Publicacao/Comunicacao
Intimação - DECISÃO
DECISÃO
Processo: 0016639-93.2002.8.20.0001.
EXEQUENTE: MUNICÍPIO DE NATAL
EXECUTADO: A E ENGENHARIA E ESTRUTURA LTDA, JOSÉ ANIBAL MESQUITA BARBALHO DECISÃO
Intimação - PODER JUDICIÁRIO DO ESTADO DO RIO GRANDE DO NORTE 4ª Vara de Execução Fiscal e Tributária de Natal Praça Sete de Setembro, 34, Cidade Alta, NATAL - RN - CEP: 59025-300
Trata-se de Execução Fiscal proposta pelo MUNICÍPIO DE NATAL contra A E ENGENHARIA E ESTRUTURA LTDA e José Anibal Mesquita Barbalho. Este último, por intermédio de seu advogado, apresentou petição com Impugnação a penhora requerendo, em sede de Tutela de Urgência, o desbloqueio do valor de 40 (quarenta) salários-mínimos, através do Sistema SISBAJUD, em suas contas bancária, ao argumento que a constrição levada a efeito bloqueou valores impenhoráveis decorrente de reserva mínima indispensável a sua subsistência. Discorre acerca dos gastos que tem o executado e de seu quadro de saúde, reforçando que parte do montante bloqueado serve a fazer frente a despesas básicas e que garantem sua subsidência. Diante do quadro, requer “(...) liberação dos valores impenhoráveis referentes a fundo de investimentos e de aposentadoria, além de ser reserva do mínimo existencial do Executado limitado aos 40 (quarenta) salários-mínimos, mantendo o restante do valor consignado em conta judicial até o ulterior e final julgamento do processo”. É o que importa relatar. Decido.
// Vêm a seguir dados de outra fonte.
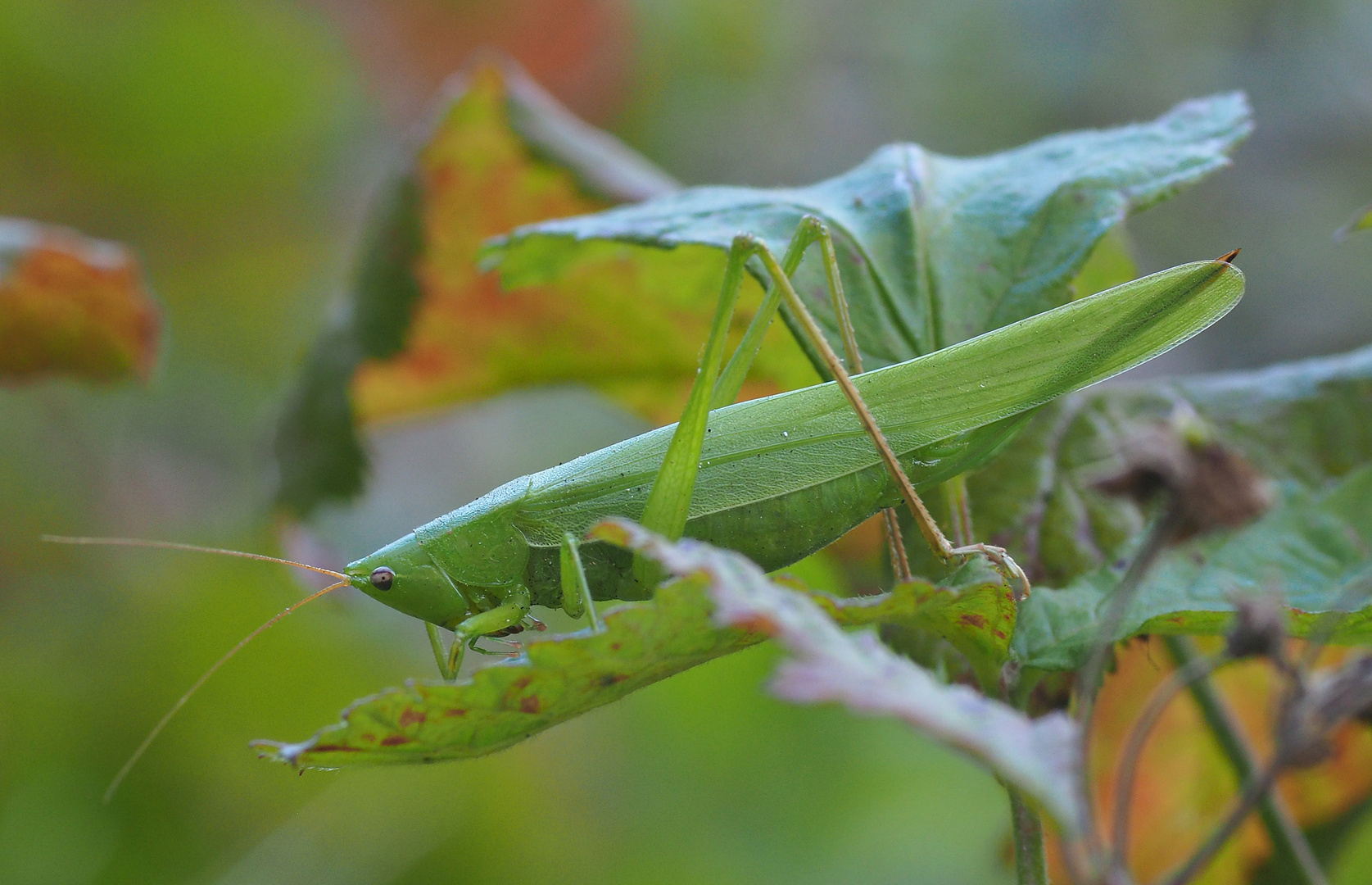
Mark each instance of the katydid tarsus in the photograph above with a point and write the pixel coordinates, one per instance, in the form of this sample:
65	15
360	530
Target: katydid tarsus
776	478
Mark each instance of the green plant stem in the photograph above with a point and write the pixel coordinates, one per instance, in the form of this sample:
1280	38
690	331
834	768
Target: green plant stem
1026	830
1288	842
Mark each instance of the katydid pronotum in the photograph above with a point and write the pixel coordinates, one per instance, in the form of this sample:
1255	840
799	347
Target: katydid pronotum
776	478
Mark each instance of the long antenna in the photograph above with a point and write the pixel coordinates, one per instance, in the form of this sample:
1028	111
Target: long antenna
172	545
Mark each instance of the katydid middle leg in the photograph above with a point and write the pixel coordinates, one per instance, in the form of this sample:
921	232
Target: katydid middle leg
924	520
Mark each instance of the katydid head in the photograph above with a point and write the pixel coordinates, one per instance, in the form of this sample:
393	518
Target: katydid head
405	578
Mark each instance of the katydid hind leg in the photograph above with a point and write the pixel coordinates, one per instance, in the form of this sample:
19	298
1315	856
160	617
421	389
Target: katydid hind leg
924	520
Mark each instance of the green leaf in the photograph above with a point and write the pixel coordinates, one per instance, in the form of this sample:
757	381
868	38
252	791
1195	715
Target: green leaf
1360	221
563	677
424	329
933	250
857	669
70	305
1306	425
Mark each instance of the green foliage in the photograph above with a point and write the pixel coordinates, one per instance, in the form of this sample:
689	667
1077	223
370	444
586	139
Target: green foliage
1304	425
933	250
563	677
1039	756
1361	220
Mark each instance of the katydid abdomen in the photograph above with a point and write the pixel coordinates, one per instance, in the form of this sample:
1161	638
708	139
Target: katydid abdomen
785	475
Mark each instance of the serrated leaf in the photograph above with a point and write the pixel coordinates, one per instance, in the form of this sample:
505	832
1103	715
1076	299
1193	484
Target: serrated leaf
427	329
1313	549
1306	425
70	305
933	250
857	669
563	677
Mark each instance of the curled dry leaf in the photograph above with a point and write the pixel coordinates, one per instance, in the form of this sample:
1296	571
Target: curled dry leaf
427	329
70	305
1036	755
1207	484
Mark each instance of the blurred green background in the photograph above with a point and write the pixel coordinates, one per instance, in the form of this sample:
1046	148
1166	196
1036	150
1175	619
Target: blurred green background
235	143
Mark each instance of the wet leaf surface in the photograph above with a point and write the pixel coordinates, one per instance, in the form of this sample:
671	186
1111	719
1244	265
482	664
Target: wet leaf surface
857	669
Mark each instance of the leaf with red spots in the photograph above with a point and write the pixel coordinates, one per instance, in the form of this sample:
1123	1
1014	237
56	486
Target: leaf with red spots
563	677
427	329
70	305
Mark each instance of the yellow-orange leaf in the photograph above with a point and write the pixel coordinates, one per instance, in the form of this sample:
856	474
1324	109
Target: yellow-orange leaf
70	305
1186	785
428	329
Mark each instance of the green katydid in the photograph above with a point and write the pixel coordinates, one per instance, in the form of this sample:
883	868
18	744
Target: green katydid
777	478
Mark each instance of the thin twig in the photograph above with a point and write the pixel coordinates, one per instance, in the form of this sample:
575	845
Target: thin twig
1089	679
1161	697
1026	829
1203	856
1287	838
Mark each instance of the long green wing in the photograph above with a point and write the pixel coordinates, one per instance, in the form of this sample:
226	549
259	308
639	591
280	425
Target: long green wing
933	248
795	441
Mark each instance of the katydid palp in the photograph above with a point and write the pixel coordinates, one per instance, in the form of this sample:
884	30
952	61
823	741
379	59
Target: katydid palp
776	478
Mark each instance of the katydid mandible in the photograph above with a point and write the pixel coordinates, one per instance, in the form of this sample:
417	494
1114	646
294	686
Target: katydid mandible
776	478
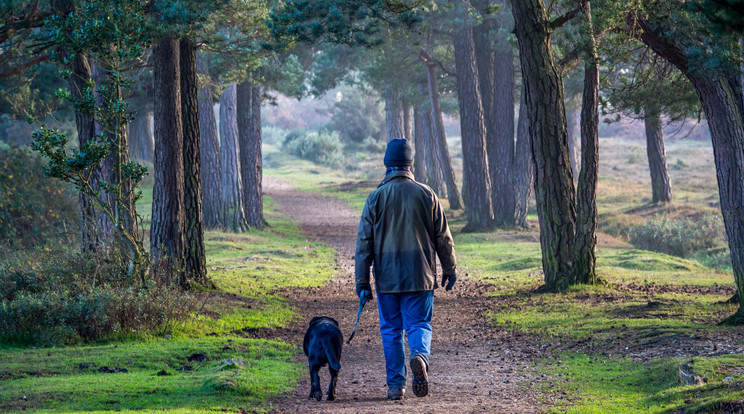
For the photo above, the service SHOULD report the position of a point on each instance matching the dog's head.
(320, 319)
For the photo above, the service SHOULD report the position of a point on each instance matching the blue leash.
(362, 301)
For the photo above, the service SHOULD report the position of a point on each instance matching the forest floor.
(474, 367)
(624, 345)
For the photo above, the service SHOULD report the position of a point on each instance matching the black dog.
(322, 345)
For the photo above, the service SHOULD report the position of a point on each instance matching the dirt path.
(474, 367)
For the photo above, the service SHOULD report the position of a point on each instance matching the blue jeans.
(410, 311)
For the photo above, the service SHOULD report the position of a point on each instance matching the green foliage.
(112, 33)
(357, 116)
(159, 376)
(33, 208)
(679, 237)
(320, 147)
(273, 135)
(51, 296)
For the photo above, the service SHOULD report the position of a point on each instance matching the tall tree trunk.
(503, 187)
(434, 174)
(585, 256)
(393, 113)
(232, 214)
(408, 122)
(105, 170)
(440, 138)
(91, 238)
(727, 133)
(210, 155)
(524, 165)
(141, 142)
(574, 136)
(195, 259)
(419, 147)
(249, 132)
(476, 181)
(660, 185)
(726, 122)
(86, 126)
(554, 190)
(166, 229)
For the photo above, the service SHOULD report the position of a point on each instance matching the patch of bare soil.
(474, 366)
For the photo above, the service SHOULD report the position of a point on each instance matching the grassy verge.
(647, 302)
(250, 270)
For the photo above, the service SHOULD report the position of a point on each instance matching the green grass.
(609, 385)
(68, 380)
(250, 270)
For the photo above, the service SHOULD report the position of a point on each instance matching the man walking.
(401, 229)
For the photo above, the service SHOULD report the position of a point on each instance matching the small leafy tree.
(114, 35)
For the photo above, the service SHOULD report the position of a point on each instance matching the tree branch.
(573, 58)
(564, 18)
(427, 59)
(19, 69)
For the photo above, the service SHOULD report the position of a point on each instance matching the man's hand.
(365, 293)
(452, 278)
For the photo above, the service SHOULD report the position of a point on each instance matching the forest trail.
(475, 367)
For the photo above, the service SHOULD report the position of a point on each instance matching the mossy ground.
(642, 294)
(249, 270)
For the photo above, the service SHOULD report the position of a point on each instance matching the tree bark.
(166, 229)
(393, 114)
(434, 174)
(726, 122)
(476, 180)
(554, 190)
(440, 138)
(524, 165)
(210, 155)
(86, 126)
(419, 147)
(574, 137)
(249, 133)
(585, 256)
(233, 215)
(660, 185)
(408, 122)
(503, 187)
(104, 172)
(141, 146)
(195, 259)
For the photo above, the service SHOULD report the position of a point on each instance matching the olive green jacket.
(401, 231)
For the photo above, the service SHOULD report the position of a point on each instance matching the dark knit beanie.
(398, 153)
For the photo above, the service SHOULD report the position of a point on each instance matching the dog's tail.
(333, 361)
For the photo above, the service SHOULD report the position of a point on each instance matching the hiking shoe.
(396, 394)
(420, 382)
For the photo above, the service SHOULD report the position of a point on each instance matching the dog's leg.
(315, 391)
(332, 385)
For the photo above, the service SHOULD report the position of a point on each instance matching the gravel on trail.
(474, 366)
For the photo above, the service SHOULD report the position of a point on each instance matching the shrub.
(357, 115)
(49, 296)
(293, 135)
(679, 237)
(273, 135)
(318, 147)
(33, 208)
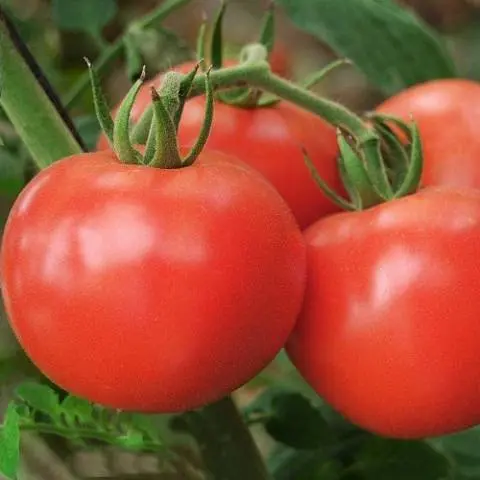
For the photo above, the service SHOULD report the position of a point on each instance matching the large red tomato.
(148, 289)
(270, 140)
(448, 114)
(389, 333)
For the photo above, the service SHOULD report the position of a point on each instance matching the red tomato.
(148, 289)
(269, 140)
(448, 115)
(389, 333)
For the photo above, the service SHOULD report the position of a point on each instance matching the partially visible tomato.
(389, 333)
(448, 114)
(148, 289)
(270, 140)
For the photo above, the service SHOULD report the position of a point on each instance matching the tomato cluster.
(162, 290)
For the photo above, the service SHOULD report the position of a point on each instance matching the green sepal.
(216, 50)
(201, 41)
(395, 154)
(166, 150)
(185, 87)
(206, 126)
(140, 130)
(414, 172)
(122, 144)
(267, 31)
(354, 175)
(375, 167)
(101, 105)
(133, 57)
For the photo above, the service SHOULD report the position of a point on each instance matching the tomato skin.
(448, 114)
(270, 141)
(389, 332)
(147, 289)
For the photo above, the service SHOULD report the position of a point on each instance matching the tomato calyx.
(377, 170)
(158, 127)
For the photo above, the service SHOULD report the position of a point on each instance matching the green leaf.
(133, 440)
(10, 443)
(77, 409)
(397, 460)
(12, 172)
(295, 422)
(40, 397)
(83, 15)
(463, 451)
(391, 45)
(144, 424)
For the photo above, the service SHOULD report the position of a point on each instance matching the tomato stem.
(122, 144)
(258, 74)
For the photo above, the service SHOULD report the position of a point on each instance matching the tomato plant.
(149, 289)
(157, 282)
(447, 113)
(389, 331)
(268, 139)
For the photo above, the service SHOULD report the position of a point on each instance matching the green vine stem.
(258, 74)
(33, 115)
(227, 447)
(113, 51)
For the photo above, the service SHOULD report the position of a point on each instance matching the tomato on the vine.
(447, 113)
(151, 289)
(270, 139)
(389, 333)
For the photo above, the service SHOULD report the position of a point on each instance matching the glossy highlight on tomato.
(270, 140)
(148, 289)
(448, 114)
(389, 333)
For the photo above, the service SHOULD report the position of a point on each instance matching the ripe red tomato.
(269, 140)
(448, 114)
(148, 289)
(389, 333)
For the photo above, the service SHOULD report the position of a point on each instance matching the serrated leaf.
(40, 397)
(132, 440)
(10, 443)
(295, 422)
(75, 408)
(144, 424)
(397, 460)
(390, 44)
(83, 15)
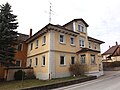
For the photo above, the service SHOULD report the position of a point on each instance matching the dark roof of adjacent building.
(111, 50)
(48, 27)
(86, 50)
(95, 40)
(22, 37)
(51, 26)
(77, 20)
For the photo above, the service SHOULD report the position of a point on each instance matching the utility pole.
(50, 13)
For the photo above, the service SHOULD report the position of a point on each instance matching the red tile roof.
(111, 50)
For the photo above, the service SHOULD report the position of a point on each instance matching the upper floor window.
(72, 60)
(36, 61)
(82, 59)
(72, 40)
(31, 46)
(80, 28)
(44, 39)
(62, 60)
(92, 59)
(30, 63)
(20, 47)
(43, 61)
(62, 38)
(95, 45)
(82, 42)
(90, 46)
(18, 63)
(37, 43)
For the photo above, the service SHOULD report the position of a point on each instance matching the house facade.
(112, 54)
(53, 48)
(20, 58)
(21, 50)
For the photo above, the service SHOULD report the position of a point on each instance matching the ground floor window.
(62, 60)
(83, 59)
(72, 60)
(18, 63)
(36, 61)
(93, 59)
(43, 61)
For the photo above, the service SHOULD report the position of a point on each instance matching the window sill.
(82, 32)
(62, 65)
(43, 44)
(63, 43)
(43, 66)
(36, 47)
(73, 45)
(36, 66)
(93, 64)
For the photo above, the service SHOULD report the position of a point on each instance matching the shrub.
(30, 74)
(77, 69)
(19, 75)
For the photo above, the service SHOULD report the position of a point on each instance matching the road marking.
(87, 83)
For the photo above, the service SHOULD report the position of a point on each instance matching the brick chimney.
(30, 33)
(116, 43)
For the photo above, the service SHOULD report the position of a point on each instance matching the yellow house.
(112, 54)
(53, 48)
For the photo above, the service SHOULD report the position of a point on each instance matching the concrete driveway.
(110, 81)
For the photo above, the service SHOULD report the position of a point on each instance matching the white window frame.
(82, 42)
(83, 59)
(36, 62)
(80, 28)
(63, 38)
(37, 43)
(93, 57)
(30, 62)
(21, 47)
(71, 59)
(44, 40)
(43, 58)
(31, 46)
(90, 44)
(95, 45)
(73, 41)
(20, 63)
(64, 60)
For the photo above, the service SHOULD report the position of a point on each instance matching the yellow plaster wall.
(66, 47)
(39, 67)
(41, 48)
(63, 68)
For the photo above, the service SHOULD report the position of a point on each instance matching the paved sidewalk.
(109, 74)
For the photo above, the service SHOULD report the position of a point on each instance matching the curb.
(61, 84)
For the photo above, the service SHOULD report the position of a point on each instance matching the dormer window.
(62, 38)
(80, 28)
(82, 42)
(95, 45)
(90, 46)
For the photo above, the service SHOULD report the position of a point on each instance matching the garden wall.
(9, 72)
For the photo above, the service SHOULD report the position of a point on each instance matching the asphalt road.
(105, 83)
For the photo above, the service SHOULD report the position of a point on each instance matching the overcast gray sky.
(103, 16)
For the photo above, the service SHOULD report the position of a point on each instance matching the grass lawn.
(15, 85)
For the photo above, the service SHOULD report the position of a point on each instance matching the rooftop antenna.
(50, 13)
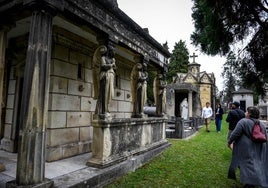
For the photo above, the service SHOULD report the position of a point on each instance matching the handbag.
(257, 134)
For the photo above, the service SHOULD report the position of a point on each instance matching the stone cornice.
(120, 28)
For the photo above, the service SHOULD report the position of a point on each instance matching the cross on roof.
(193, 56)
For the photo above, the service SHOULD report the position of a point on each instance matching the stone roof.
(242, 91)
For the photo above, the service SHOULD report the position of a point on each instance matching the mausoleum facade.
(50, 66)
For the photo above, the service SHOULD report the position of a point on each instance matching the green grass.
(201, 161)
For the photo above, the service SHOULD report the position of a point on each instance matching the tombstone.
(184, 109)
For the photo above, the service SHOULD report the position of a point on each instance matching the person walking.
(249, 156)
(206, 115)
(218, 118)
(234, 116)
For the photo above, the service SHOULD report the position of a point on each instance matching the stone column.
(190, 106)
(3, 35)
(34, 103)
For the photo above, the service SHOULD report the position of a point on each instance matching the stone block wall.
(71, 103)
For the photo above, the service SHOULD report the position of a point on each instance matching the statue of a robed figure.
(138, 89)
(103, 79)
(160, 85)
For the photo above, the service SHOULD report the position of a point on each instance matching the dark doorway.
(179, 96)
(243, 105)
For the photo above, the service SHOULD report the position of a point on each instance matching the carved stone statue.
(184, 109)
(103, 78)
(160, 94)
(138, 88)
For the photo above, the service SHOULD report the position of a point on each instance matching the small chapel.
(196, 87)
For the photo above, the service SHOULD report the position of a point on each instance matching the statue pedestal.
(117, 139)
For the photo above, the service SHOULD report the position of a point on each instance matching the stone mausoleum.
(198, 87)
(54, 56)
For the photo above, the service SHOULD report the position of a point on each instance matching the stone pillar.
(190, 101)
(34, 103)
(3, 35)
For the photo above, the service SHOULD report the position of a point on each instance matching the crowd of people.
(249, 156)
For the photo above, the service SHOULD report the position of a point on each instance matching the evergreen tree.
(178, 61)
(230, 78)
(221, 24)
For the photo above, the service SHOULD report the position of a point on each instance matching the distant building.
(244, 97)
(198, 87)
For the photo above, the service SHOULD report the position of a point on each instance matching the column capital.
(48, 5)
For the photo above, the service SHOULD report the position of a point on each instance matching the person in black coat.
(234, 116)
(218, 117)
(249, 156)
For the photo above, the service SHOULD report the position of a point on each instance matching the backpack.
(257, 134)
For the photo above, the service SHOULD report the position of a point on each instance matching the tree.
(179, 60)
(231, 79)
(219, 25)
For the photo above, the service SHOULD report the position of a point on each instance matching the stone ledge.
(94, 178)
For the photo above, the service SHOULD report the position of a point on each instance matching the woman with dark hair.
(250, 157)
(218, 117)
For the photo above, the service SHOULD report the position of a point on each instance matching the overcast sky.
(171, 21)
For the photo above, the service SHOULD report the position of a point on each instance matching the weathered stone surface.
(76, 57)
(61, 53)
(10, 101)
(58, 137)
(88, 75)
(79, 88)
(64, 102)
(124, 106)
(58, 84)
(125, 84)
(12, 87)
(78, 119)
(86, 133)
(64, 69)
(115, 140)
(57, 119)
(9, 116)
(88, 104)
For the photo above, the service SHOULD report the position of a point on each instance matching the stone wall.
(71, 103)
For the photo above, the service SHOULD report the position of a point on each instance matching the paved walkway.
(52, 169)
(73, 171)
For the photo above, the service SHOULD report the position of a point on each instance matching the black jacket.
(219, 116)
(234, 116)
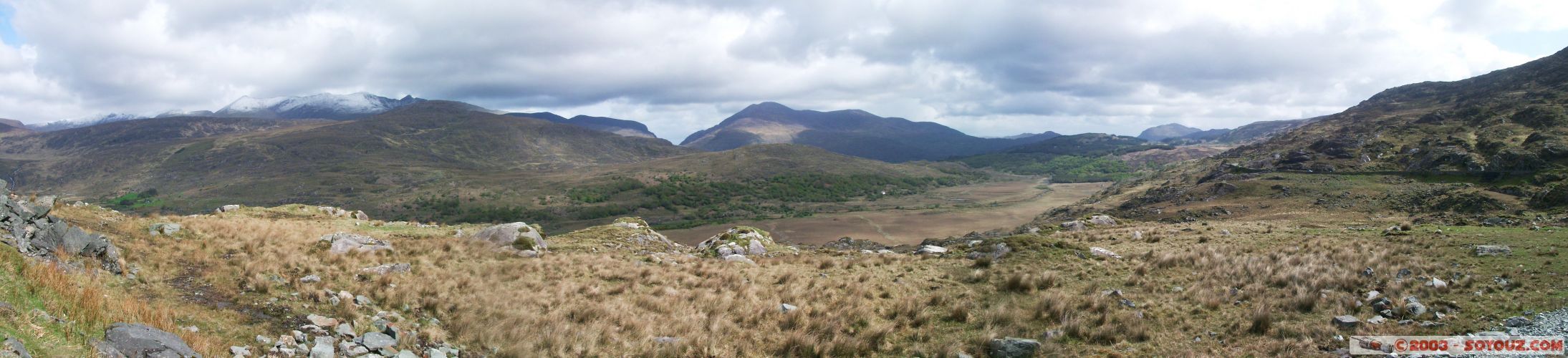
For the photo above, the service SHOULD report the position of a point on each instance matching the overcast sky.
(986, 68)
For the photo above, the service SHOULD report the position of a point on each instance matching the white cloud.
(990, 68)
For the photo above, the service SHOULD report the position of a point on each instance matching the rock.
(1014, 347)
(11, 347)
(345, 242)
(322, 321)
(1347, 322)
(377, 341)
(163, 230)
(388, 269)
(1413, 306)
(1105, 253)
(737, 241)
(135, 339)
(1491, 250)
(519, 236)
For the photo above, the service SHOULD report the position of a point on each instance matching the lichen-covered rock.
(345, 242)
(135, 339)
(519, 236)
(163, 230)
(737, 241)
(29, 228)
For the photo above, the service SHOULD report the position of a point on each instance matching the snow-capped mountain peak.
(324, 106)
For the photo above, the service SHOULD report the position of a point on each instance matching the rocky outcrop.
(643, 234)
(345, 242)
(519, 236)
(27, 226)
(737, 241)
(135, 339)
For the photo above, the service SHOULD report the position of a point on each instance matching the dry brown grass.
(1271, 281)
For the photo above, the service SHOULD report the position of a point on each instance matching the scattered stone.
(377, 341)
(1413, 306)
(163, 230)
(388, 269)
(519, 236)
(1101, 221)
(1014, 347)
(737, 241)
(739, 258)
(135, 339)
(1491, 250)
(1105, 253)
(1346, 322)
(322, 321)
(344, 242)
(11, 347)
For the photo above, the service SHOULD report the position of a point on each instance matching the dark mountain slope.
(850, 132)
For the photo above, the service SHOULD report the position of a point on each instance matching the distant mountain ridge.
(1167, 131)
(322, 106)
(850, 132)
(596, 123)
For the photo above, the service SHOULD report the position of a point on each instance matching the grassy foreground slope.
(1221, 288)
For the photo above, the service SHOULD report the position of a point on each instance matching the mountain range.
(852, 132)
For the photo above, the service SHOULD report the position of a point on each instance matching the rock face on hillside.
(519, 236)
(643, 234)
(134, 339)
(737, 241)
(27, 226)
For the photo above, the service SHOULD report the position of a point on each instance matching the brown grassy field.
(1018, 203)
(1267, 288)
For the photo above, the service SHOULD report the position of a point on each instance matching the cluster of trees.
(1060, 168)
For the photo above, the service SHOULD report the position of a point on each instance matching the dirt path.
(910, 226)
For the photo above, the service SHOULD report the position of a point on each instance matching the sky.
(989, 68)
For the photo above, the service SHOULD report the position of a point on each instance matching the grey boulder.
(135, 339)
(1014, 347)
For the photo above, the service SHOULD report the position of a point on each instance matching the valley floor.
(1223, 288)
(1018, 203)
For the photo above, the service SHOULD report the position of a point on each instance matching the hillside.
(1167, 131)
(850, 132)
(596, 123)
(198, 164)
(1487, 148)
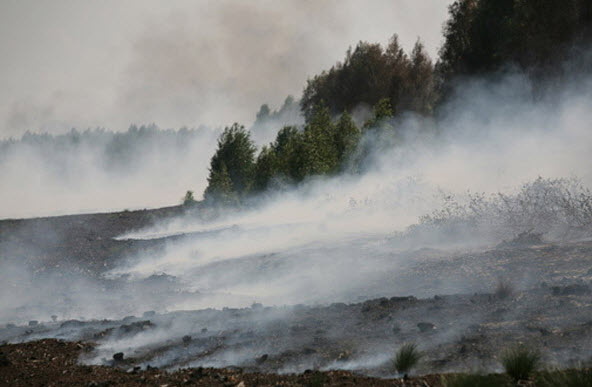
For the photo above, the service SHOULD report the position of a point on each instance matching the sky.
(181, 63)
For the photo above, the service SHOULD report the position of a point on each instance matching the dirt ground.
(299, 344)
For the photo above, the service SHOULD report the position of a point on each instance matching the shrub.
(188, 199)
(567, 378)
(406, 358)
(520, 362)
(469, 380)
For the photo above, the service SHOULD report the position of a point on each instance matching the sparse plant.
(474, 380)
(406, 358)
(520, 362)
(566, 378)
(188, 199)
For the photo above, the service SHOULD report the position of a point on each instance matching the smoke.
(331, 239)
(182, 63)
(99, 171)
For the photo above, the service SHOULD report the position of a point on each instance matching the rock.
(71, 324)
(4, 360)
(569, 290)
(197, 374)
(425, 327)
(262, 359)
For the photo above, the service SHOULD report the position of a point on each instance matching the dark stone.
(71, 324)
(4, 360)
(197, 374)
(425, 327)
(262, 359)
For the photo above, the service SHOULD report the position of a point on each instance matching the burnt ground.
(552, 311)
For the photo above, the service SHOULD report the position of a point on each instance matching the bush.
(406, 358)
(567, 378)
(520, 362)
(468, 380)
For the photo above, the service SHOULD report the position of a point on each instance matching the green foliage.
(347, 137)
(470, 380)
(381, 113)
(319, 139)
(265, 169)
(485, 35)
(232, 166)
(406, 358)
(565, 378)
(520, 362)
(290, 154)
(220, 189)
(188, 199)
(370, 74)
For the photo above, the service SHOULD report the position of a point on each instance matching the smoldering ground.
(358, 238)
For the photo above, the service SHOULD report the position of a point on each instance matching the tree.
(382, 112)
(233, 161)
(220, 190)
(290, 155)
(265, 169)
(347, 137)
(320, 150)
(421, 78)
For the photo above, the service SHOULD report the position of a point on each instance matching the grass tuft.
(406, 358)
(471, 380)
(520, 362)
(566, 378)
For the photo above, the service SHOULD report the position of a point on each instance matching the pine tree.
(347, 137)
(233, 161)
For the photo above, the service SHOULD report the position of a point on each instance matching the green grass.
(406, 358)
(520, 362)
(475, 380)
(566, 378)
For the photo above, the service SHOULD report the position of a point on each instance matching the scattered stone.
(262, 359)
(71, 324)
(197, 374)
(425, 327)
(4, 360)
(569, 290)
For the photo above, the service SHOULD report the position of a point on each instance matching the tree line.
(480, 37)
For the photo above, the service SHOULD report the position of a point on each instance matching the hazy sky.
(110, 63)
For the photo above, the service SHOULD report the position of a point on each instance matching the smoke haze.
(182, 63)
Trata-se de requerimento formulado pela parte executada, objetivando a liberação dos valores bloqueados via SISBAJUD, em contas de sua titularidade. Na espécie, consoante documentação id. 145278859, constata-se que houve bloqueio de valores depositados em contas bancárias do executado, no montante de R$ 106.522,86 (cento e seis mil, quinhentos e vinte e dois reais e oitenta e seis centavos).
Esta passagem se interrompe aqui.